SUMUTNEWS.CO – Jakarta | Menteri Koordinator Bidang Politik, Hukum, dan Keamanan (Menko Polhukam) Mahfud MD mengatakan kondisi hukum di Indonesia kacau balau. Hal itu disebabkan lantaran masih banyak nafsu dan keserakahan dalam diri oknum penegak hukum.
Padahal, kata Mahfud, sistem hukum yang dibuat di negara ini menurut dia sudah cukup bagus.
“Merekayasa pasal, buang barang buktinya, dan macam-macam [modusnya]. Karena hukum bisa diindustrikan,” kata Mahfud saat menjadi pembicara kunci peluncuran 28 buku di Gedung Mahkamah Konstitusi (MK), Jakarta Pusat, Rabu (02/09/2020).
Dari sinilah, banyak pemain yang terjun dalam industri hukum, misalnya, kata Mahfud, para oknum hakim yang tak segan memilih aturan perundang-undangan yang digunakan untuk menjerat salah satu pihak demi memenangkan pihak lainnya.
“Maka kalau ada orang yang bertengkar, mau menang, oknum hakim bisa tahu pihak mana yang mau dimenangkan.
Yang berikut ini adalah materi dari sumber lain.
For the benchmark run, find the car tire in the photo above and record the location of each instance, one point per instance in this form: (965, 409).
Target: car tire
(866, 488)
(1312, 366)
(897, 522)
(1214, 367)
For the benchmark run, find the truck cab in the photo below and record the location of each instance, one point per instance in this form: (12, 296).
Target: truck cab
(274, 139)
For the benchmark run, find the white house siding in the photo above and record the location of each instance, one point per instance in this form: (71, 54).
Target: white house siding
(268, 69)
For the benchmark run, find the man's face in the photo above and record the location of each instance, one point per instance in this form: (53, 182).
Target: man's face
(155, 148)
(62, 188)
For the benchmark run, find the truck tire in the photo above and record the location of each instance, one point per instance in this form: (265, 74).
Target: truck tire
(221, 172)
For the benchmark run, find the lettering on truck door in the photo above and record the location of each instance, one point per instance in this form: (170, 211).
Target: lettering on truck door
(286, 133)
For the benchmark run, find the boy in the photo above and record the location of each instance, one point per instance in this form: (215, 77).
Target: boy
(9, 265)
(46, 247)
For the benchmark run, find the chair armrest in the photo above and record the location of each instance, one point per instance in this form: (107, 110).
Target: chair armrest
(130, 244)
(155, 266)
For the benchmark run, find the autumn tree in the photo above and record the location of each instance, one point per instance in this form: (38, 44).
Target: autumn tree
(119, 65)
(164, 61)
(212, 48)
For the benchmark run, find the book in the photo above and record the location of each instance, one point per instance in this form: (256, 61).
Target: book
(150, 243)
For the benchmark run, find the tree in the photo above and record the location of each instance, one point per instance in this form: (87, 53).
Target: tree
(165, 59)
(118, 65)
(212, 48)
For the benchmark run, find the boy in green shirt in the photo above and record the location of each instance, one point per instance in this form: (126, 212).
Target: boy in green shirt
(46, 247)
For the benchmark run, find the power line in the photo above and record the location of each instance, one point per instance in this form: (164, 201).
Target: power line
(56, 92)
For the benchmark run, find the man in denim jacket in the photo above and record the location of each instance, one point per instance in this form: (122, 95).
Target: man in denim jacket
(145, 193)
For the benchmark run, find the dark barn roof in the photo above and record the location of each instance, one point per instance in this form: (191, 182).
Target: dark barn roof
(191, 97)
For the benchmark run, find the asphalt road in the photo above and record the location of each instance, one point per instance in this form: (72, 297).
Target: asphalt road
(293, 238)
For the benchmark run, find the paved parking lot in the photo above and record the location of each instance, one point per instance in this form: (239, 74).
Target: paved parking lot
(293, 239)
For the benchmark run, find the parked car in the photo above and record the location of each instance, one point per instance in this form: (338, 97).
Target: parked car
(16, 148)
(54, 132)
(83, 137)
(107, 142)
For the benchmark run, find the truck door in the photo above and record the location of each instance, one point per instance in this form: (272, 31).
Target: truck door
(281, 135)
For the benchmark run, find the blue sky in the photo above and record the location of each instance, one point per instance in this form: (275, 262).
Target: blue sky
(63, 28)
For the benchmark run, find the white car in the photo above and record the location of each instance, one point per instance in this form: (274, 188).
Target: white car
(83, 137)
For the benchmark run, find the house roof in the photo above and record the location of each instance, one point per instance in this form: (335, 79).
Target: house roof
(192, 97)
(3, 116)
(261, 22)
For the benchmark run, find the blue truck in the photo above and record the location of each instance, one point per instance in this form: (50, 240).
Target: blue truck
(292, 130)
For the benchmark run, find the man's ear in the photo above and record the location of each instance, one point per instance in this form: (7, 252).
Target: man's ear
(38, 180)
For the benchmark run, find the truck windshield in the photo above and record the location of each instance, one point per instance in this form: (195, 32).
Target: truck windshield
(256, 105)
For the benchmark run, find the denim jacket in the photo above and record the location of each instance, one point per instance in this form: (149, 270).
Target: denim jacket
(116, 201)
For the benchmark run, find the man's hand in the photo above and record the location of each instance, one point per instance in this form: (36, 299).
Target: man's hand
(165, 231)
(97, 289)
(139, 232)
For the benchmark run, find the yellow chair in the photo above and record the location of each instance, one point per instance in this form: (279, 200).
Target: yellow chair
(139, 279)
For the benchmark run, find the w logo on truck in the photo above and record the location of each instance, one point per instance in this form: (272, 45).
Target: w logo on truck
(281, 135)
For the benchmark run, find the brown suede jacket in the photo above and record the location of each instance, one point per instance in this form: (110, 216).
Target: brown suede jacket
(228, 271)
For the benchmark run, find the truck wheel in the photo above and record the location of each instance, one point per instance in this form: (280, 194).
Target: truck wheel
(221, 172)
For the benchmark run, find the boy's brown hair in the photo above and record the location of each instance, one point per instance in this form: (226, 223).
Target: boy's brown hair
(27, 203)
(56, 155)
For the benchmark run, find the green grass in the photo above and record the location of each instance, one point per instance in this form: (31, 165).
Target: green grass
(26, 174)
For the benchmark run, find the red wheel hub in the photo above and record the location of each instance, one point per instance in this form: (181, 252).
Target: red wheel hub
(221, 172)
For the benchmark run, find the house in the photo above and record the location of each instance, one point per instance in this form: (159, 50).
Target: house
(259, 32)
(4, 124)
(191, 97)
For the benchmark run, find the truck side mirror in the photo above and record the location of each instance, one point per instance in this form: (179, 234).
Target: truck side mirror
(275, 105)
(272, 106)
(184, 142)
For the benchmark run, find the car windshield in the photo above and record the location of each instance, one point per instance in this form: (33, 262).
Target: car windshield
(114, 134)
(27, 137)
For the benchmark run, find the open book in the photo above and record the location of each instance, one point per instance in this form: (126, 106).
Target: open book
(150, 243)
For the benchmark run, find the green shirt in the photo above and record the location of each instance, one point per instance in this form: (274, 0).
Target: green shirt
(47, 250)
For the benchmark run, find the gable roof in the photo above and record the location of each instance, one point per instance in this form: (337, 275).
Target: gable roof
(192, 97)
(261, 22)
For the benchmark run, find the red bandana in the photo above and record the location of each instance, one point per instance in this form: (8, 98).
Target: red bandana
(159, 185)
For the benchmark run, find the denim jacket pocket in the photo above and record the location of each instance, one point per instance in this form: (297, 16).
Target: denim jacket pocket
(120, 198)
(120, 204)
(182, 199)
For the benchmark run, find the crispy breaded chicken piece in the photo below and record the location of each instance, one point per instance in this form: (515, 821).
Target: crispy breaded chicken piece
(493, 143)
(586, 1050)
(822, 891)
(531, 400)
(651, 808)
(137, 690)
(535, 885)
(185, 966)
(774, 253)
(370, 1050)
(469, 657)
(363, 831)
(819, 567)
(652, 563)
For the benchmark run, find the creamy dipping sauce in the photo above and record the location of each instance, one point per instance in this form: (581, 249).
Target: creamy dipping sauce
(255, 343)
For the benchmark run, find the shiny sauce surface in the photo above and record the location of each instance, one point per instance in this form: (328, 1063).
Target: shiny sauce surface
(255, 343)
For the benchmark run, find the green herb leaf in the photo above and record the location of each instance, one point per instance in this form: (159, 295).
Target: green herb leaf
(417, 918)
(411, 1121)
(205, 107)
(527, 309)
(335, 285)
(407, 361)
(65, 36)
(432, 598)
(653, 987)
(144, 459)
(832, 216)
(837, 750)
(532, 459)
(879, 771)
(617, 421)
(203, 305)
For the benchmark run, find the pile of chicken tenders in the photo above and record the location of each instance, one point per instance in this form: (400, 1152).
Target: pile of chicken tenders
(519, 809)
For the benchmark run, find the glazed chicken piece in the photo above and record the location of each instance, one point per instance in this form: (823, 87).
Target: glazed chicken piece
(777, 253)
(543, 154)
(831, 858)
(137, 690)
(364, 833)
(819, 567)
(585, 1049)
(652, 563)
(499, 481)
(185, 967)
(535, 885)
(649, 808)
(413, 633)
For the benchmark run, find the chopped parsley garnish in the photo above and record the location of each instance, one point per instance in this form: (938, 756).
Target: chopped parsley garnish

Ia bisa memilih undang-undang, dan pasal-pasal yang cocok bagi pihak yang mau dimenangkan,” kata Mahfud.
Oleh karena itu, Mahfud menilai pembenahan mestinya bukan dilakukan terhadap sistem, tetapi moral dari para penegak hukum.
Selain itu, dia juga mengatakan penting bagi lembaga peradilan saat ini untuk menegakkan sanksi moral atau otonom terkait berbagai persoalan yang berada di luar norma hukum.
Sebab katanya, dalam lembaga hukum manapun, nafsu dan sikap koruptif akan muncul. Ia pun menganjurkan penerapan sanksi sosial bagi para oknum ini.
“Di situlah letak moral dan kearifan ditempatkan. Kebaikan yang melekat dalam sistem hukum, selalu akan ada nafsu koruptif dan keserakahan para pelaksananya. Tinggal konsistensi serta sanksi moral dan otonom inilah yang menjadi amat penting,” ujarnya.
Diketahui, kasus hukum yang menjerat penegak hukum yang belakangan terjadi di antaranya ialah kasus Jaksa Pinangki, Brigjen Prasetijo Utomo, dan Irjen Napoleon Bonaparte yang disangkakan menerima aliran dana dari Djoko Tjandra.